We weten hoe onze dag begint maar we weten in de morgen niet hoe hij zal eindigen – ik wist het absoluut niet enkele tijd al geleden – of je dag normaal, maar wat is normaal, verlopen zal, of het is in vreugde en in vrede of in schommelingen die weinig anders zijn dan pijn of verdriet of iets dat beter niet was, het huis dat instort boven je hoofd.
Is het totaal onverwacht des te erger, is het enigszins verwacht des te minder erg, maar erg is het altijd.
Dit is de enige wijsheid die ik bezit vanmorgen en wat het vanavond wordt weet ik niet, misschien is het zelfs niet nodig voor mij er een andere, een meer gesofistikeerde, zoals deze van gisteren, te bezitten, maar hoe de dag ook verloopt, want ook van deze vijfhonderd woorden weet ik hoe ik ze begonnen ben maar weet ik nog altijd niet hoe ze eindigen zullen, ik zal het pas weten als het vijfhonderdste woord er zal staan, tot dan is het gissen en zelfs niet, ik wacht simpelweg af hoe alles zich ontknoopt, alsof het volgende nog in een knoop zou liggen, en eigenlijk het is zo. Er is elke morgen een knoop die moet losgewrikt worden, als een zaadje dat uit een appel moet gehaald worden om geplant te worden, geplant om te groeien tot een appelaar.

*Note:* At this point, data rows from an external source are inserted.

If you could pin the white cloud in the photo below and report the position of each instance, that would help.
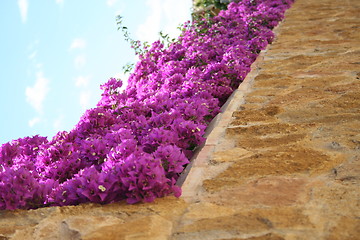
(175, 13)
(58, 123)
(60, 2)
(32, 55)
(36, 94)
(84, 100)
(148, 31)
(165, 15)
(23, 7)
(110, 3)
(79, 61)
(34, 121)
(78, 43)
(82, 81)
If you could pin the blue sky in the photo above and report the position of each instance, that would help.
(54, 55)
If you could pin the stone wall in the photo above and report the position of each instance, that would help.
(281, 162)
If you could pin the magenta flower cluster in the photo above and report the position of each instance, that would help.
(136, 142)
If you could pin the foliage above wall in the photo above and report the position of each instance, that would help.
(136, 142)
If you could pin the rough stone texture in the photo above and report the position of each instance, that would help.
(281, 162)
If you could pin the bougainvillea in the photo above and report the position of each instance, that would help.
(136, 142)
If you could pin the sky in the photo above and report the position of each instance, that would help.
(55, 54)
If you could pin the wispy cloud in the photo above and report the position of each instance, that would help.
(32, 55)
(58, 123)
(82, 81)
(78, 43)
(36, 94)
(84, 100)
(23, 7)
(110, 3)
(79, 61)
(59, 2)
(165, 15)
(32, 122)
(175, 13)
(148, 31)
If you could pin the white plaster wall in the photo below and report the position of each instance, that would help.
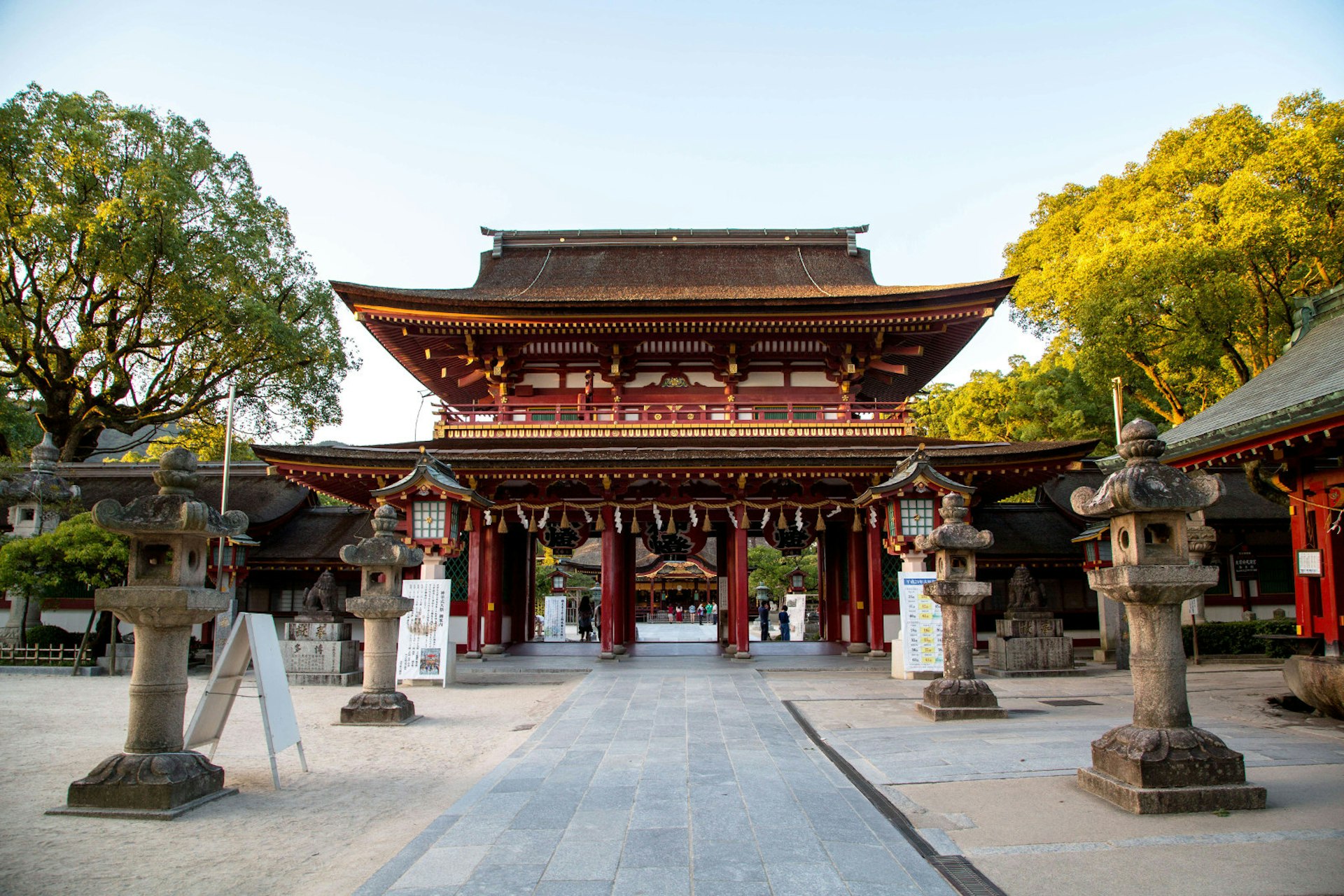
(809, 378)
(764, 381)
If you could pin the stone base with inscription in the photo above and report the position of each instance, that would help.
(319, 650)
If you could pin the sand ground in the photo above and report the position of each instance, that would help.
(368, 794)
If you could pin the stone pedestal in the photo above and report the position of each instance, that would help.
(153, 777)
(1030, 644)
(379, 703)
(958, 695)
(319, 650)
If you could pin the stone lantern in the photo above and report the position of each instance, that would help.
(958, 694)
(35, 496)
(1160, 763)
(164, 596)
(381, 605)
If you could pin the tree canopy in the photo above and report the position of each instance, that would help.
(1179, 273)
(1049, 399)
(766, 566)
(143, 270)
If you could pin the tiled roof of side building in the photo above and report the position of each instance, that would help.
(1307, 383)
(264, 498)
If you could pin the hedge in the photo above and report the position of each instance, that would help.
(1231, 638)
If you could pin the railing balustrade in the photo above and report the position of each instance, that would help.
(667, 413)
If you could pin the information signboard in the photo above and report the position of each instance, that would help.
(422, 649)
(921, 624)
(252, 641)
(554, 626)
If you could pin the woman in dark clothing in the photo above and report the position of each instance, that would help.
(585, 618)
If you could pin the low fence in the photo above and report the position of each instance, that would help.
(38, 656)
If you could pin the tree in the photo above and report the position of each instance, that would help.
(143, 270)
(70, 562)
(766, 566)
(1179, 274)
(1049, 399)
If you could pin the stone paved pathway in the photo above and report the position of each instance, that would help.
(662, 780)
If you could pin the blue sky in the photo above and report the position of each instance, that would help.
(393, 133)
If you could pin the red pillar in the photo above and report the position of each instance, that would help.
(610, 580)
(738, 586)
(475, 580)
(492, 590)
(628, 605)
(858, 592)
(876, 625)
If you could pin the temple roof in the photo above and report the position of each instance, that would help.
(1003, 468)
(662, 267)
(1303, 391)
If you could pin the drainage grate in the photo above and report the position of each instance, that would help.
(1072, 703)
(964, 876)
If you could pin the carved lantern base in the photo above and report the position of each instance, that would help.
(156, 786)
(960, 699)
(1168, 770)
(379, 710)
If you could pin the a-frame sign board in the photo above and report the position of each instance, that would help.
(252, 638)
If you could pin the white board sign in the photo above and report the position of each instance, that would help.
(554, 626)
(422, 643)
(921, 624)
(252, 640)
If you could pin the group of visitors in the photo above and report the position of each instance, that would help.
(699, 613)
(764, 614)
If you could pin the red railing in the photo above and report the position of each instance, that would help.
(666, 413)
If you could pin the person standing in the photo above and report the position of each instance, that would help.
(585, 618)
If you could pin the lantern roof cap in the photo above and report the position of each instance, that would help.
(174, 510)
(1145, 484)
(955, 533)
(384, 548)
(41, 482)
(913, 469)
(432, 473)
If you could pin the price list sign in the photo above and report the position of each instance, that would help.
(921, 625)
(422, 643)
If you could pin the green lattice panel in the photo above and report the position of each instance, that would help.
(454, 568)
(890, 577)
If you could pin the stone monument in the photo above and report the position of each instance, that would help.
(318, 645)
(35, 496)
(1030, 641)
(958, 694)
(381, 606)
(164, 596)
(1160, 763)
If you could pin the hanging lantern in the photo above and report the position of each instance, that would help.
(907, 501)
(437, 507)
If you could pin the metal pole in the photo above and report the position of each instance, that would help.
(1119, 400)
(223, 498)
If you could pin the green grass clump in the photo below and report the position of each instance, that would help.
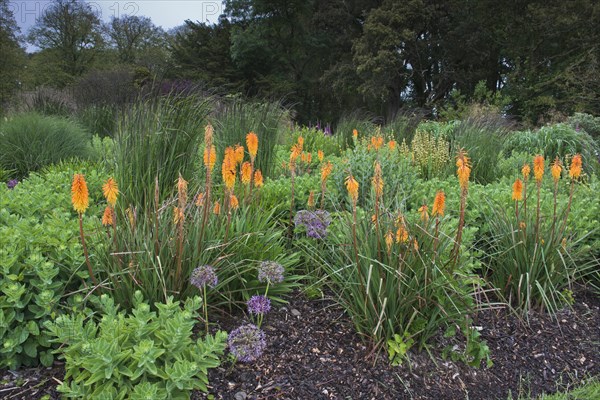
(29, 142)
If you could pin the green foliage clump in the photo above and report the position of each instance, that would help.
(481, 135)
(534, 257)
(158, 138)
(100, 120)
(399, 174)
(315, 140)
(237, 117)
(41, 261)
(141, 355)
(560, 140)
(29, 142)
(411, 288)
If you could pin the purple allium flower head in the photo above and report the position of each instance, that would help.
(247, 342)
(270, 271)
(12, 183)
(315, 222)
(259, 304)
(204, 275)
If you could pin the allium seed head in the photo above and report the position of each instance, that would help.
(271, 272)
(259, 304)
(247, 343)
(204, 275)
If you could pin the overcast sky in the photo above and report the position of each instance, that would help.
(165, 13)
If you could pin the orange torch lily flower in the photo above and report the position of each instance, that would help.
(79, 194)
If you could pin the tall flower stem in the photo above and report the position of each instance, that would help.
(290, 226)
(537, 218)
(205, 307)
(85, 252)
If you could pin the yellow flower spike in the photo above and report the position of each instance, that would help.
(233, 202)
(200, 200)
(517, 190)
(423, 210)
(538, 168)
(526, 171)
(79, 194)
(258, 179)
(352, 187)
(389, 240)
(252, 144)
(208, 135)
(296, 151)
(522, 225)
(303, 157)
(110, 191)
(401, 234)
(576, 167)
(177, 215)
(239, 154)
(246, 173)
(210, 157)
(131, 215)
(326, 171)
(377, 180)
(439, 204)
(556, 169)
(311, 199)
(107, 217)
(376, 142)
(228, 170)
(463, 170)
(182, 191)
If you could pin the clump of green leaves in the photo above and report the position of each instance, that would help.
(141, 355)
(29, 142)
(40, 262)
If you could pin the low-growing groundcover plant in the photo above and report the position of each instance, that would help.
(140, 355)
(29, 142)
(41, 261)
(535, 258)
(402, 277)
(154, 247)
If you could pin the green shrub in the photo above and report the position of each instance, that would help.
(158, 138)
(315, 140)
(31, 141)
(482, 136)
(586, 122)
(41, 261)
(343, 130)
(360, 161)
(144, 253)
(140, 355)
(402, 293)
(534, 262)
(555, 140)
(237, 117)
(99, 120)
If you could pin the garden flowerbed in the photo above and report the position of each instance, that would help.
(313, 353)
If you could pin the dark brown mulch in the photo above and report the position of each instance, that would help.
(313, 353)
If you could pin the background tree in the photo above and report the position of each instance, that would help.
(133, 37)
(13, 56)
(69, 30)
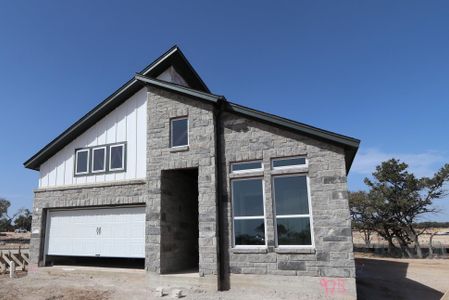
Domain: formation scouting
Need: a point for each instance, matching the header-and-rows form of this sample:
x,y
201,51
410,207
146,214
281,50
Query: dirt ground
x,y
376,279
388,278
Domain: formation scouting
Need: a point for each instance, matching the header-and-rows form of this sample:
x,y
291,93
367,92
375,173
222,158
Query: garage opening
x,y
179,221
104,262
101,236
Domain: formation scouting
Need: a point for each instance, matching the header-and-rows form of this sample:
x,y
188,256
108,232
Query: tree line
x,y
394,203
19,220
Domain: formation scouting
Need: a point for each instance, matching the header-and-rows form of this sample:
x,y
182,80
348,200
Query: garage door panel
x,y
77,232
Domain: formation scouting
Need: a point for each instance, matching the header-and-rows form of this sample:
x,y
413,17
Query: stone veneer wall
x,y
332,255
163,106
117,193
243,139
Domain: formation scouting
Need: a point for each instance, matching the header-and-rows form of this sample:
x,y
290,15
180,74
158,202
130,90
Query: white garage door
x,y
104,232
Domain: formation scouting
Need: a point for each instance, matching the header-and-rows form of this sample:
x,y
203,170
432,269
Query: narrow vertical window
x,y
248,212
179,132
98,159
293,222
81,161
117,157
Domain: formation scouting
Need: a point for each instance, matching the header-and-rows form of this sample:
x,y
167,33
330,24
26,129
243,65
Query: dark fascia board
x,y
350,144
140,80
174,57
87,121
178,89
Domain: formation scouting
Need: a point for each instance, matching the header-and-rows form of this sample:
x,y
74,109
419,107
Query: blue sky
x,y
375,70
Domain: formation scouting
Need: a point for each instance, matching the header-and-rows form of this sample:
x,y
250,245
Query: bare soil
x,y
389,278
376,279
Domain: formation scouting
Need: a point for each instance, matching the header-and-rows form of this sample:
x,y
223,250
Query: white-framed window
x,y
288,162
248,211
117,157
179,132
292,207
99,159
247,166
82,161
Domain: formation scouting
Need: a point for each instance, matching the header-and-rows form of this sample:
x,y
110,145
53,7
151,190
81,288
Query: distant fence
x,y
14,259
439,249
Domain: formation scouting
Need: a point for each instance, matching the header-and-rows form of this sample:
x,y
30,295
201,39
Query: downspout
x,y
221,280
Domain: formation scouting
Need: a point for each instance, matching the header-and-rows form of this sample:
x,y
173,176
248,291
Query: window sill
x,y
249,250
179,149
295,250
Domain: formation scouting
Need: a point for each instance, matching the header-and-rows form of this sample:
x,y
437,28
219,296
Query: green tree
x,y
22,217
395,201
23,220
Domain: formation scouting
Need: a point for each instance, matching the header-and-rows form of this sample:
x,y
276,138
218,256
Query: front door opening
x,y
179,221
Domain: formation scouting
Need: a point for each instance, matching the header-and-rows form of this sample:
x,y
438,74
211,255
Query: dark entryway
x,y
179,221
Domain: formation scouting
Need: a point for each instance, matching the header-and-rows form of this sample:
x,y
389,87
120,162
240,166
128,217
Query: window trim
x,y
247,170
104,159
309,215
122,168
76,161
305,165
264,217
171,132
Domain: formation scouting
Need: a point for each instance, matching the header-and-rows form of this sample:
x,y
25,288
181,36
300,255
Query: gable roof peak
x,y
175,58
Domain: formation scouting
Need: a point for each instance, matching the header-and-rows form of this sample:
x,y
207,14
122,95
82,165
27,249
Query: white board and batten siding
x,y
127,123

Mijn geschriften van elke dag zijn geplante appelaars die ofwel verdorren zullen, ofwel bloeien tot een boom in bloesem, heerlijk om te zien, bloesems die vrucht zullen dragen, als er maar genoeg bijen zijn om hun werk te doen. Voor de rest zorgt wat ik gisteren ‘waagde’ achter te laten, namelijk dat elke bevruchting niet zo maar een simpel ding is maar dat het een ingreep is van de Geest van het Universum, wat betekent dat elke conceptie, het werk is van het Universum.
Dit geldt zo voor een appelpitje, als voor een mensenleven. Eens het kiemen, eens bevrucht, het groeit en blijft groeien tot het leeg gegroeid is. En het appelpitje en de eicel, beide ‘wisten’, na de ingreep van het Universum hoe het groeien moest tot halm en tot aar, de foetus hoe hij groeien moest in het lichaam en dankzij het lichaam van de moeder, tot kind en volwassene.
Het eeuwige van het geboren worden en het eeuwige van het sterven, we zijn – alles is - van bij de geboorte gewikkeld in het eeuwige, alsof de eeuwigheid onze maatstaf zou zijn eens we tot stand zijn gekomen, de geest in de boom die weet en deze in de mens die weet en die van eenzelfde aard is, de ene wat meer dan de andere.
Zo nu weet je zoals ik, welke weg ik heb afgelegd om vertrekkende van uit het ongewisse aan te komen waar ik nog niet aan dacht toen ik de dag ben binnen gegaan.
Ik kan nu de gordijnen openen, het licht was al opgekomen in mij, ik zie nu dat het opgekomen is over de aarde, het tere blauw in het oosten dat inspiratie is voor een andere keer.